Efflux pumps of the Resistance-Nodulation-cell Division (RND) superfamily contribute to intrinsic and acquired resistance in Gram-negative pathogens by expelling chemically unrelated antibiotics with high efficiency. They are tripartite systems constituted by an inner-membrane-anchored transporter, an outer membrane factor protein, and a membrane fusion protein. Multimerization of the membrane fusion protein is an essential prerequisite for full functionality of these efflux pumps. In this work, we employed complementary computational techniques to investigate the stability of a dimeric unit of MexA (the membrane fusion protein of the MexAB-OprM RND efflux pump of Pseudomonas aeruginosa), and to provide a molecular rationale for the effect of the G72S substitution, which affects MexAB-OprM functionality by impairing the assembly of MexA. Our findings indicate that: i) dimers of this protein are stable in multiple µs-long molecular dynamics simulations; ii) the mutation drastically alters the conformational equilibrium of MexA, favouring a collapsed conformation that is unlikely to form dimers or higher order assemblies. Unveiling the mechanistic aspects underlying large conformational distortions induced by minor sequence changes is informative to efforts at interfering with the activity of this elusive bacterial weapon.

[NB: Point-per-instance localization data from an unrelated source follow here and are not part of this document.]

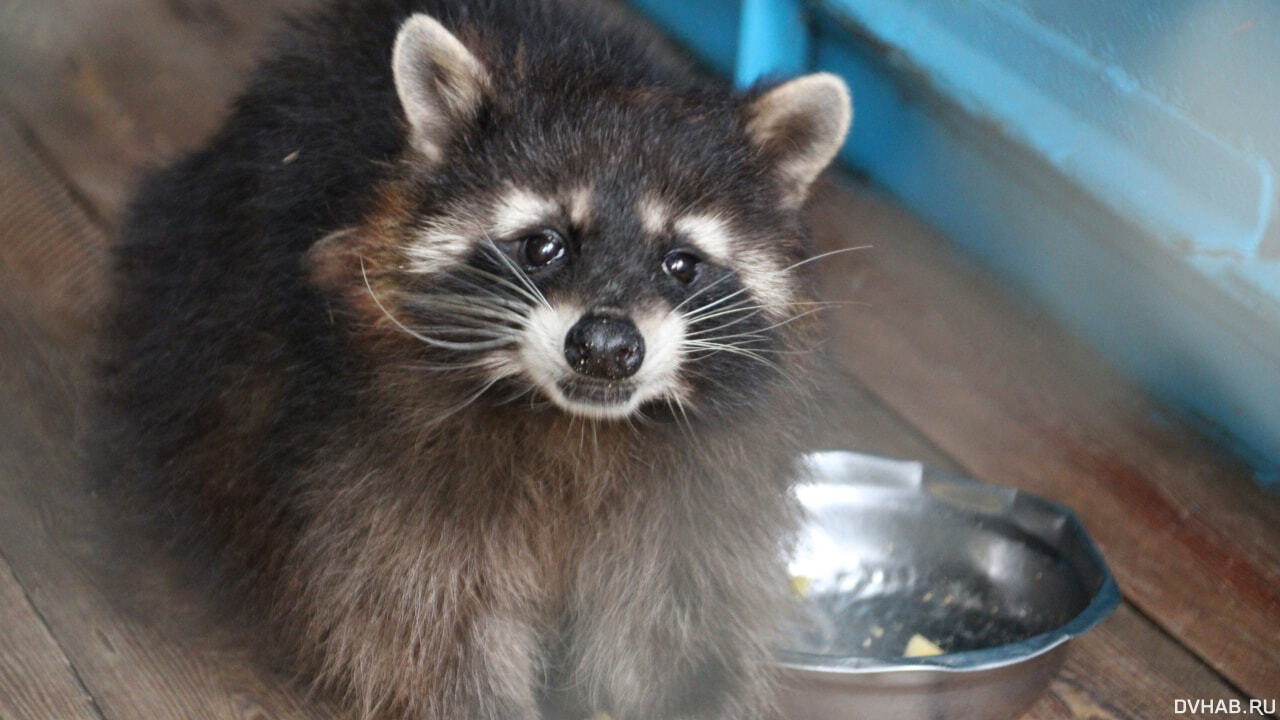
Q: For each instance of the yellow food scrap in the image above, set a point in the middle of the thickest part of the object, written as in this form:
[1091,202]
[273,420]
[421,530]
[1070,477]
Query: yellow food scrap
[799,588]
[919,646]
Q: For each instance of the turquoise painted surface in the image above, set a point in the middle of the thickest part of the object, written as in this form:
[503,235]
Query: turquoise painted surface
[773,40]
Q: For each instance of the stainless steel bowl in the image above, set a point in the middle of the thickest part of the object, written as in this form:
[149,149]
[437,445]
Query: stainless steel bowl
[995,577]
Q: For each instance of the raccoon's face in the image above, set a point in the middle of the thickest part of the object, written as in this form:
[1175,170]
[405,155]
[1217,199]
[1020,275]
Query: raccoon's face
[606,249]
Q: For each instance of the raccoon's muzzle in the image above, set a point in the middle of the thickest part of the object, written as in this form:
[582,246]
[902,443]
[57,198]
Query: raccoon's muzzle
[604,346]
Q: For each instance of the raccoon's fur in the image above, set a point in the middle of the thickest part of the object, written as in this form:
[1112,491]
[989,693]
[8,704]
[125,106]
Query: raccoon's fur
[467,343]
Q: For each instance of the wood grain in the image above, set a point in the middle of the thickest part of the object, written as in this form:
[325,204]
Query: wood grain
[144,643]
[1006,392]
[36,679]
[100,90]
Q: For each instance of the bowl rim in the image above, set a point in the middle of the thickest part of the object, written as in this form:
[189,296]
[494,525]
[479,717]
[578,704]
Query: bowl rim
[1105,600]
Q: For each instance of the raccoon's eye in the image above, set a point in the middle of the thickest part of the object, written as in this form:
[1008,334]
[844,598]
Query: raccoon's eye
[542,249]
[681,265]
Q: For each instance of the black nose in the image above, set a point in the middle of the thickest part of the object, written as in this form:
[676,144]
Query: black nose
[604,346]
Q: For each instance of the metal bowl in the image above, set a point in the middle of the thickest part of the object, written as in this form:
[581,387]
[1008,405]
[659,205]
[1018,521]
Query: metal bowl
[997,578]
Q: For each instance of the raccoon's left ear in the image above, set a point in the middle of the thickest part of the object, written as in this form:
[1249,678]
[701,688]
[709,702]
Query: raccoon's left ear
[800,126]
[439,82]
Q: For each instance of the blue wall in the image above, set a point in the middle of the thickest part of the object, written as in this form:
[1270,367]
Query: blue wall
[1112,156]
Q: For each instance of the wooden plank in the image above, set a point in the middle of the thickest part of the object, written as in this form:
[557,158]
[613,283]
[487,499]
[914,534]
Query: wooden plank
[145,643]
[80,71]
[1127,669]
[36,679]
[1124,669]
[96,141]
[997,386]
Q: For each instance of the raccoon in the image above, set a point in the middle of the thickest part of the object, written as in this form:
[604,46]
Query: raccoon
[474,346]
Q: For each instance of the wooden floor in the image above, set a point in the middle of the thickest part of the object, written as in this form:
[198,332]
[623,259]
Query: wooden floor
[942,364]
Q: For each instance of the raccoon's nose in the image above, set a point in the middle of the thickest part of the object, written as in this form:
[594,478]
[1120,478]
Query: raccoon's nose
[604,346]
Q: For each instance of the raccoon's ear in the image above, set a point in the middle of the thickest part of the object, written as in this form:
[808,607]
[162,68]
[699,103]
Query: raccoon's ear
[439,82]
[334,259]
[800,126]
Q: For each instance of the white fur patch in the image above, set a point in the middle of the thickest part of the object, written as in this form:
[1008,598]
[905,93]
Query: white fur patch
[580,206]
[521,210]
[439,245]
[654,214]
[759,272]
[446,240]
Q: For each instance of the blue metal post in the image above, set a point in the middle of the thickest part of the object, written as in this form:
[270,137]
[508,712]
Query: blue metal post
[773,40]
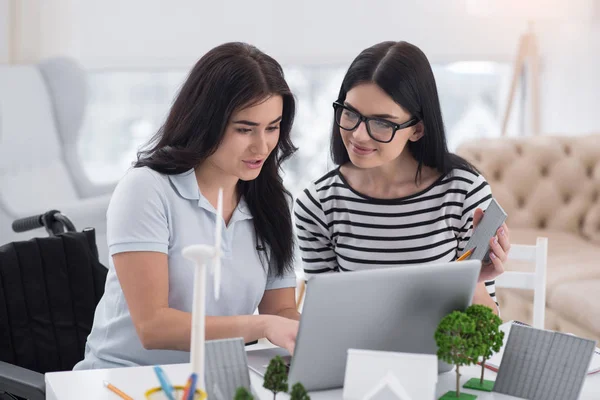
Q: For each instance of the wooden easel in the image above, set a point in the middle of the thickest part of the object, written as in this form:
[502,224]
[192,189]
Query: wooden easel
[528,54]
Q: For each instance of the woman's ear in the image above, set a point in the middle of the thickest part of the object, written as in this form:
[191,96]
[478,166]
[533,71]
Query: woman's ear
[418,132]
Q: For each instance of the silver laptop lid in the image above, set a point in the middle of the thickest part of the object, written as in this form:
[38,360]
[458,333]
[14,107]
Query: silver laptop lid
[392,309]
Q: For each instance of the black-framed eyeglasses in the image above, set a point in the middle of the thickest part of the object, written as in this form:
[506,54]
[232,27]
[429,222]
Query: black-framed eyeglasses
[380,130]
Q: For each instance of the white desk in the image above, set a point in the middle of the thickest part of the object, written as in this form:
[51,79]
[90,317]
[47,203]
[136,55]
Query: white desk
[88,385]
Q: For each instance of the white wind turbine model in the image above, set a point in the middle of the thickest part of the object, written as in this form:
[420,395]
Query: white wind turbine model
[202,255]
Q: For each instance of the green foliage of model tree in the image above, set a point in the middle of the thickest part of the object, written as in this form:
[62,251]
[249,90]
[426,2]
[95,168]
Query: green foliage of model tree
[276,376]
[243,394]
[299,393]
[458,342]
[488,324]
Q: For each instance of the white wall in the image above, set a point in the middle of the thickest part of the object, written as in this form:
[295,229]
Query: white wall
[4,31]
[160,33]
[137,33]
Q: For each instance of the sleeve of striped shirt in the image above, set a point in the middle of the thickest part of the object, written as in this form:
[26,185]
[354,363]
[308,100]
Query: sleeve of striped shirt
[314,237]
[479,195]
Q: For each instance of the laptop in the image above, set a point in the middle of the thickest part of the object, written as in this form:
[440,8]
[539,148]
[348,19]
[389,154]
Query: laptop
[391,309]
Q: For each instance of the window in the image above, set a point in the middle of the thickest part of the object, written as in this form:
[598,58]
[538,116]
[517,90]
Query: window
[127,107]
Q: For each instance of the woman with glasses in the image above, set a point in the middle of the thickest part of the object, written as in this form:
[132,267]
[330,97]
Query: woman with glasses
[398,196]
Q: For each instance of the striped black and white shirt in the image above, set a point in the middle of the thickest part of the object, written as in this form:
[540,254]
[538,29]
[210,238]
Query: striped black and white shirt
[340,229]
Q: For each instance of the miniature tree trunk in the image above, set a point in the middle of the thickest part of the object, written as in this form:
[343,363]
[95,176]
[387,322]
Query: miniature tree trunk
[458,381]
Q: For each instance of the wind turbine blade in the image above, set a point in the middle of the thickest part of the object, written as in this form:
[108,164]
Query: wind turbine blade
[217,254]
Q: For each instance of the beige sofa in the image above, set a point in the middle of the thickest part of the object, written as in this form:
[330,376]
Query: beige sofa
[550,186]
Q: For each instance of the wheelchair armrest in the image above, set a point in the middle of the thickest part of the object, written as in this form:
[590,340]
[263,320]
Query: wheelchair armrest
[22,382]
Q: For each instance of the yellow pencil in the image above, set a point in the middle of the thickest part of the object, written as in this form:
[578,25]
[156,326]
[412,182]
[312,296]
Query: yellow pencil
[117,391]
[465,255]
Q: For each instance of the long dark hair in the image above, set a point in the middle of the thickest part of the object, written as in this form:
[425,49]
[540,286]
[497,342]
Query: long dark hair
[226,79]
[402,71]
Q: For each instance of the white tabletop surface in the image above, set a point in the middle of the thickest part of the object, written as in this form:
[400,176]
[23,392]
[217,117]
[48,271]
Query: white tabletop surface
[77,385]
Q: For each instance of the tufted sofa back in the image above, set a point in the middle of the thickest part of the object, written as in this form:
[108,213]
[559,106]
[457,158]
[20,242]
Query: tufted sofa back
[543,182]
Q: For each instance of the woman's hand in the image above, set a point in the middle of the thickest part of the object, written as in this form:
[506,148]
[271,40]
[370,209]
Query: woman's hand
[282,332]
[499,247]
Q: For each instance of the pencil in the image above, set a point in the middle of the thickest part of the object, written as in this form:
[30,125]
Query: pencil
[466,255]
[117,391]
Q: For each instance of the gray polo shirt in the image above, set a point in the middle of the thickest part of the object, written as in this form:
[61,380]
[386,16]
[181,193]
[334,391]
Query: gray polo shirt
[150,211]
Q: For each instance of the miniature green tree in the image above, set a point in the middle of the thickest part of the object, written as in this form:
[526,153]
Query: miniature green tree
[488,324]
[276,376]
[458,343]
[299,393]
[243,394]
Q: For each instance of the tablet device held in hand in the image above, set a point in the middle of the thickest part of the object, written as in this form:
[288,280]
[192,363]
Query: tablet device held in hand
[493,218]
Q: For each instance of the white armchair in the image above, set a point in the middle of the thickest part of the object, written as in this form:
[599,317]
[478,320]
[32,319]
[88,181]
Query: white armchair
[41,112]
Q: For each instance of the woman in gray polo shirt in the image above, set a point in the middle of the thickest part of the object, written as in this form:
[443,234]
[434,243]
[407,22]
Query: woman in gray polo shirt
[228,127]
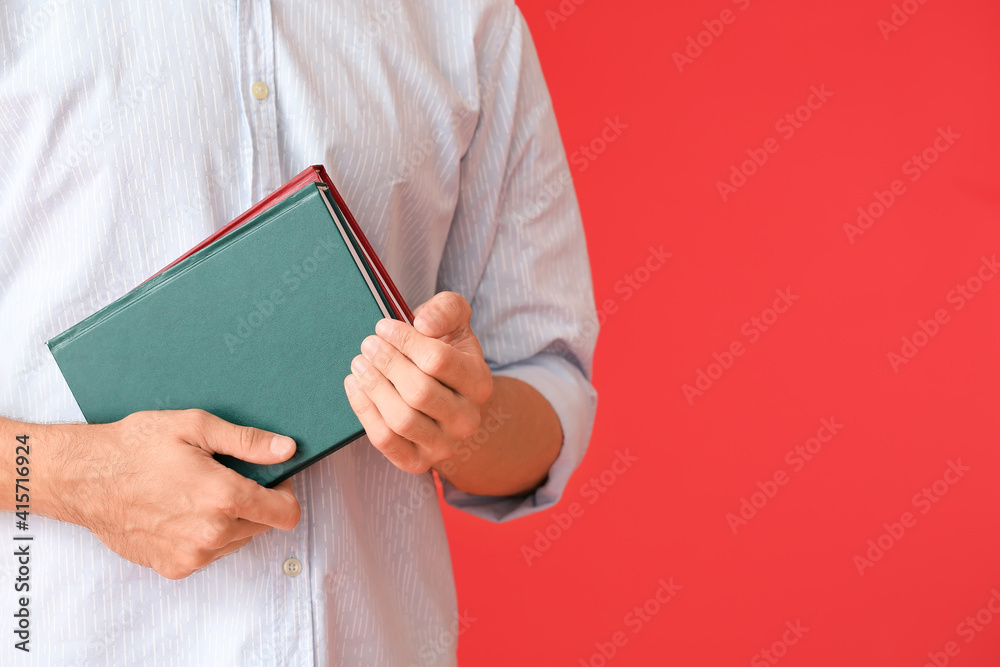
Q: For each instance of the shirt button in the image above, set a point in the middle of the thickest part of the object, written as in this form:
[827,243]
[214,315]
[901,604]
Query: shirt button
[259,90]
[292,567]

In this respect, our work further confirms how molecular simulations can give important contribution and useful insights to characterize the mechanism of highly complex biological systems.

耐药结瘤细胞分裂 (RND) 超家族的外排泵通过高效排出化学上不相关的抗生素，导致革兰氏阴性病原体的内在和获得性耐药性。它们是由内膜锚定转运蛋白、外膜因子蛋白和膜融合蛋白构成的三方系统。膜融合蛋白的多聚化是这些外排泵完全发挥功能的必要先决条件。在这项工作中，我们采用互补的计算技术来研究 MexA 二聚体单元（铜绿假单胞菌的 MexAB-OprM RND 外排泵的膜融合蛋白）的稳定性)，并为 G72S 取代的影响提​​供分子原理，该取代通过损害 MexA 的组装来影响 MexAB-OprM 功能。我们的研究结果表明：i）这种蛋白质的二聚体在多个微秒长的分子动力学模拟中是稳定的；ii) 突变极大地改变了 MexA 的构象平衡，有利于不太可能形成二聚体或更高阶装配体的折叠构象。揭示由微小序列变化引起的大构象扭曲背后的机制方面，有助于干扰这种难以捉摸的细菌武器的活动。在这方面，我们的工作进一步证实了分子模拟如何为表征高度复杂的生物系统的机制提供重要的贡献和有用的见解。